El último golpe asestado por Trump a este establishment fracturado fue la retirada de Joe Biden, el moderado demócrata garante de estos mundos diferentes, y su precipitada sustitución por una vicepresidenta con un liderazgo débil, percibida como más cercano a la izquierda.
Trump 2024
El Trump de 2024 nació en esta maraña de fracturas heterogéneas en una élite ya fragmentada: sobre premisas muy diferentes de lo que había sido en 2016 y de lo que había llegado a ser en 2021. El Trump de 2024 no es un barco sin capitán como el de 2016. Pero no todo gira en torno a Elon Musk y su idea de una Comisión para mejorar la eficiencia del gobierno, ni a Peter Thiel y sus ideas tecno-libertarias, ni al multimillonario de 30 años dedicado al desarrollo de la realidad aumentada, Palmer Luckey. Venerables representantes del capitalismo tradicional estadounidense han mostrado una actitud de apoyo o al menos de apertura al diálogo. Entre ellos, el consejero delegado de Blackstone, Steve Schwarzman, el gestor de fondos de cobertura Bill Ackman, el presidente de JP Morgan, Jamie Dimon, un auténtico líder de opinión en el mundo empresarial que sorprendió a muchos en el reciente Foro de Davos afor,amdp qie Trump tenía razón en muchos puntos, e incluso el consejero delegado de BlackRock, Larry Fink, que se ha mostrado más abierto hacia el magnate que en el pasado, mientras que el fondo Vanguard ha comprado masivamente acciones de Trump Media Group en los últimos meses, con unas acciones que desde luego no mostraban ninguna hostilidad hacia el candidato republicano.
En términos de análisis de las élites, he aquí la verdadera novedad de las elecciones presidenciales de 2024: Donald Trump ya no es sólo el populista carismático que logró la proeza de forjar un vínculo visceral con el «Estados Unidos profundo» y productivo de antaño. Es el presidente que integra una función de élite ajena a la política, la administración y sus profesiones, y que incluye a los tecnólogos, las finanzas, los medios de comunicación y el mundo intelectual.

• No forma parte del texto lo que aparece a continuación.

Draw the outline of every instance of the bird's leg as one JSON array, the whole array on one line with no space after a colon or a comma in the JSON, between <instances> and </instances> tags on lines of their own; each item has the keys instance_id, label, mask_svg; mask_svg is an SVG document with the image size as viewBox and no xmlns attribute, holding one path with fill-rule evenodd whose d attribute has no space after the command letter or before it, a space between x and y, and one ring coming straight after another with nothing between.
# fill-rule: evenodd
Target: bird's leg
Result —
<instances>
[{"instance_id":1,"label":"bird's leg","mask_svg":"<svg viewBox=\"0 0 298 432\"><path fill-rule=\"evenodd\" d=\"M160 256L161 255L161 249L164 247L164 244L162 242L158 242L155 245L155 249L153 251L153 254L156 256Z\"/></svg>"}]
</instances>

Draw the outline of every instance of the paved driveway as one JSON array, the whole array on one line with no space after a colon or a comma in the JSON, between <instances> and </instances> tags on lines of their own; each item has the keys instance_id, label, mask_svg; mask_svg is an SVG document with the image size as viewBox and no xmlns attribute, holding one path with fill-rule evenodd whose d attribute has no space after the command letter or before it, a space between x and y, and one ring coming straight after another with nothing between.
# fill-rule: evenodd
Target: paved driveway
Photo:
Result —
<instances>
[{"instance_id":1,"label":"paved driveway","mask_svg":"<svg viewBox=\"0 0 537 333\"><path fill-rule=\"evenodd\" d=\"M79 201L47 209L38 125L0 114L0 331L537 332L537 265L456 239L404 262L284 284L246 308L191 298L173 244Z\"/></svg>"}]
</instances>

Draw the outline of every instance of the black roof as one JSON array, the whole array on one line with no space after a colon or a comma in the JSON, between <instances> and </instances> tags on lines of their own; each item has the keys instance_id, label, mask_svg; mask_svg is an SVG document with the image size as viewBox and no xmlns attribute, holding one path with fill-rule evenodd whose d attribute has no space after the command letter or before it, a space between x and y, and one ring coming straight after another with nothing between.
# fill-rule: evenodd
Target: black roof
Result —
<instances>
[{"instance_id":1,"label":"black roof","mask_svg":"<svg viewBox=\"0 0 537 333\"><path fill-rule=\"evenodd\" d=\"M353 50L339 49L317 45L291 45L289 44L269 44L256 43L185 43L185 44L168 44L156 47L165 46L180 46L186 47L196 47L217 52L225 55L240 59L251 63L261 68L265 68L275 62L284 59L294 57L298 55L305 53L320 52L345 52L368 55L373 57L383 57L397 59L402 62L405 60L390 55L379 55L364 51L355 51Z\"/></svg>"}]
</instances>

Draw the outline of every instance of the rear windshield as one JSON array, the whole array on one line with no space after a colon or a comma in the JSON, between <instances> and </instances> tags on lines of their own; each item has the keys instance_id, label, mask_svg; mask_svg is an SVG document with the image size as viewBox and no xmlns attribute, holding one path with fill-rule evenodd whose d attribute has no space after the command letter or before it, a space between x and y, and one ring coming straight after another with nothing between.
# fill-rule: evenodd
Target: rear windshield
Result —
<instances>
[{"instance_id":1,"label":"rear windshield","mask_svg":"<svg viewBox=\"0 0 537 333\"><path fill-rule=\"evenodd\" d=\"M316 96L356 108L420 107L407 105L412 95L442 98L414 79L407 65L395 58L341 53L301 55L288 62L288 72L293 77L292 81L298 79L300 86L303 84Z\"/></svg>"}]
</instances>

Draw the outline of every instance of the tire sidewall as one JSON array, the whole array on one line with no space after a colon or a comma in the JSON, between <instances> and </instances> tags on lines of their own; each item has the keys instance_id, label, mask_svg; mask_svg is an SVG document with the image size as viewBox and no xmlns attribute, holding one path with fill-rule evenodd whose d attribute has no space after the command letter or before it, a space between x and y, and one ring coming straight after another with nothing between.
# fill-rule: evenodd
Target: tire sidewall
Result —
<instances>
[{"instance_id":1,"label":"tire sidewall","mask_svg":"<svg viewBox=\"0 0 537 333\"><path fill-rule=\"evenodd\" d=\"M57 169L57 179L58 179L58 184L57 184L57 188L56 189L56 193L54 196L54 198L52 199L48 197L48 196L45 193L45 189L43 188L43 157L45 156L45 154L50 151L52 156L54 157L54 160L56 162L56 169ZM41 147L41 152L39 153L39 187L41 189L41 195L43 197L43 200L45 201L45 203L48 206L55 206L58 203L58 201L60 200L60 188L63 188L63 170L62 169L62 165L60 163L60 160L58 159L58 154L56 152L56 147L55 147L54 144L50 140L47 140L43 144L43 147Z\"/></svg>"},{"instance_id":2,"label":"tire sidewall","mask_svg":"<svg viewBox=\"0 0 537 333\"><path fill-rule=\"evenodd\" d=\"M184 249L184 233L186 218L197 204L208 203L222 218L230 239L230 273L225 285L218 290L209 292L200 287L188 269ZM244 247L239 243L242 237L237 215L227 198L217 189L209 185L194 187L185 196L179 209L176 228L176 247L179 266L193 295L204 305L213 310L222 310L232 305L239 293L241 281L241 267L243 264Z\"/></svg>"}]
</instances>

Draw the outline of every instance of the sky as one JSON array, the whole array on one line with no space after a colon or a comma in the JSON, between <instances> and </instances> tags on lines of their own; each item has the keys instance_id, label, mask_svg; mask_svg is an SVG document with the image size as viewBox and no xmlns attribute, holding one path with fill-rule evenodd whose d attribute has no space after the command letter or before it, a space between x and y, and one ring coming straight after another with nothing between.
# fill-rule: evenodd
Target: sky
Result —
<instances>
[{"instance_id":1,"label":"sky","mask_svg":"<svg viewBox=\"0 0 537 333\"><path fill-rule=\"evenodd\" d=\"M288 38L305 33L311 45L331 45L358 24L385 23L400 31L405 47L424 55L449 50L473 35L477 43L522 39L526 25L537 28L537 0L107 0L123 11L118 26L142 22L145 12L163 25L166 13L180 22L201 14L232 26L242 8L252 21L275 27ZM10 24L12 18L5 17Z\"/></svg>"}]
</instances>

Y es aquí donde se planteará una de las principales cuestiones para el Trump de 2024: la composición de un equipo de gobierno muy amplio que apoye la acción del presidente de Estados Unidos. Si bien será fácil formar un equipo dentro del partido para los puestos del gabinete presidencial, será mucho menos fácil reunir al personal adecuado capaz de ofrecer garantías de estabilidad y competencia para ocupar los altos cargos de la administración pública, seleccionar a los directores de las numerosas y poderosas agencias administrativas y elegir a los asesores del presidente y a los jueces federales.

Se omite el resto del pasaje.